Only 20 minutes by car from Wembley Stadium, Uncle Tony’s Taverna is awash in that beautiful blue and white palette reminiscent of the Greek islands. Customers rave about this hidden gem serving tender souvlaki, gyros, and even octopus.  

The traditional meze is made of the Taverna’s house specialities, giving diners a chance to sample the kitchen’s best. Uncle Tony’s Taverna serves lunch and dinner with take-out and dine-in options. 

12: Retsina: 48-50 Belsize Lane, Belsize Park

Retsina is a family-run establishment in business for over 30 years. Winners of a 2020 Traveller’s Choice award from TripAdvisor, Retsina is proud of its heritage and its classic Greek and Mediterranean food.

The dining room is classic as well, with its elegant and understated decor. Generously portioned meat and fish entrees, salads, and three different mezes (meat, fish, and vegetarian) accompany an impressive starters menu. Retsina offers excellent value for the money.

Hop on the Tube in Wembley and get to Retsina in about 30 minutes.

Before closing off this topic, there is one more aspect of Greek foods to consider embodied within the following next question.

What Greek Foods Are Most Suitable for People with Diabetes?

People with diabetes already understand the issue. Remember, though that there are many people with diabetes that are unaware of their disorder.

Diabetes is not called the Silent Killer for no reason! Therefore, this aspect is eating of interest to almost everyone concerned with eating healthily.

The issue is that certain foods affect their blood sugar levels. Therefore, people with type 2 diabetes would be seeking to eat foods that do not cause an elevation in their blood sugar levels by minimising or avoiding foods with sugar.

Such an event leads to an insulin event where insulin needs to get produced to sweep away the excess sugar from their bloodstream into their cells. People with diabetes struggle with this aspect of being as their bodies have, over time, become resistant to insulin.

Sugar can sometimes be a challenge to discern considering that sugar exists in various forms; for example – cakes, pastries, bread, biscuits. If possible, pay attention also to these simple forms of sugar – glucose, fructose and galactose.

They often get combined into – sucrose (table sugar), lactose (glucose + galactose) and maltose.

Even so, not all sugars get processed within the body in the same way, making some sugars healthier than others. Honey, and fruit, for example, get processed by your liver rather than the usual way.

But while sugar is number one on the list of carbohydrates, other healthier foods contain carbohydrates too – fruit and vegetables, pulses, dairy foods and whole grains.

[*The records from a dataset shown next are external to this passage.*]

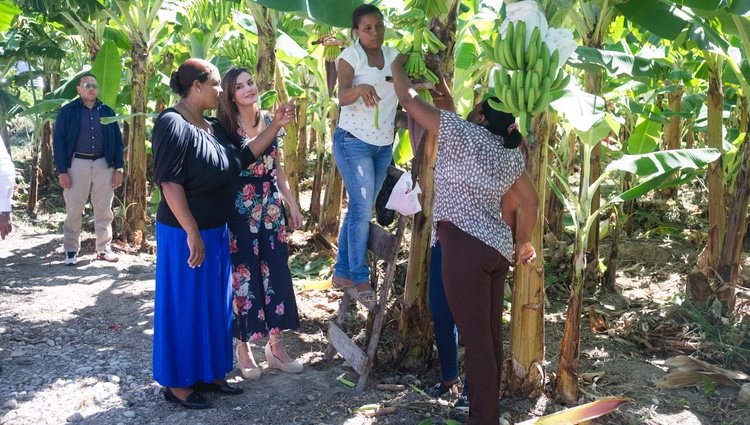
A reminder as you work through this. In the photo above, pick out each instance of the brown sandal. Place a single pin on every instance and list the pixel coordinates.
(339, 282)
(366, 295)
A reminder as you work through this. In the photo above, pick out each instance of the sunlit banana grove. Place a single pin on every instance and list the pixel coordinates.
(626, 106)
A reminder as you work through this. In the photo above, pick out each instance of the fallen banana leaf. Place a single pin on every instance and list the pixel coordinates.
(685, 363)
(380, 412)
(418, 390)
(687, 378)
(390, 387)
(345, 381)
(578, 414)
(598, 322)
(316, 284)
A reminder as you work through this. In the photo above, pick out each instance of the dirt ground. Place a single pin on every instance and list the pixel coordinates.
(75, 346)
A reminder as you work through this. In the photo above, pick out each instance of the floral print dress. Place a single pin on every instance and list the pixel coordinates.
(264, 301)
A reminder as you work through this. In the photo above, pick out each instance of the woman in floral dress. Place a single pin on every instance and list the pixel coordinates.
(264, 301)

The good news is that refined sugars play no vital role in Greek cuisine. And equipped with what you’ve learned above, you can protect yourself if you come across a local Greek restaurant that has gone against the age-old tradition.

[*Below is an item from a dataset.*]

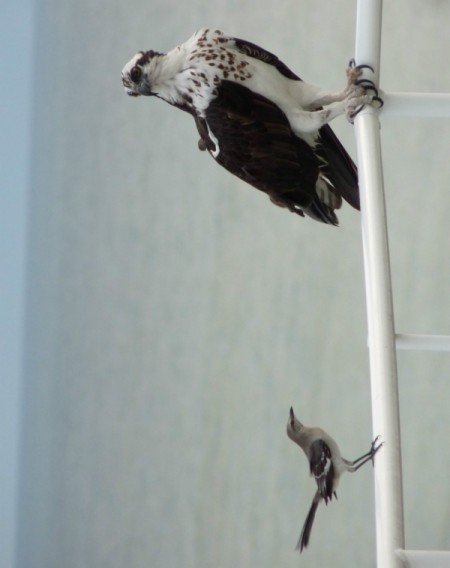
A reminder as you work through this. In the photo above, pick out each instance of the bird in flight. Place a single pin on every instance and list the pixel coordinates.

If you want to go Greek when dining out in the Wembley Central area, there are plenty of restaurants from which to choose, even if they fall somewhat outside Wembley. 

You’ve seen the food choices and the ingredients that dominate Greek food. You’ve seen the main elements of the cuisine and are now better informed hopefully than before.

You also now have what you need to enjoy a taste of Greece and can perhaps imagine enjoying a sunset over the Mediterranean Sea!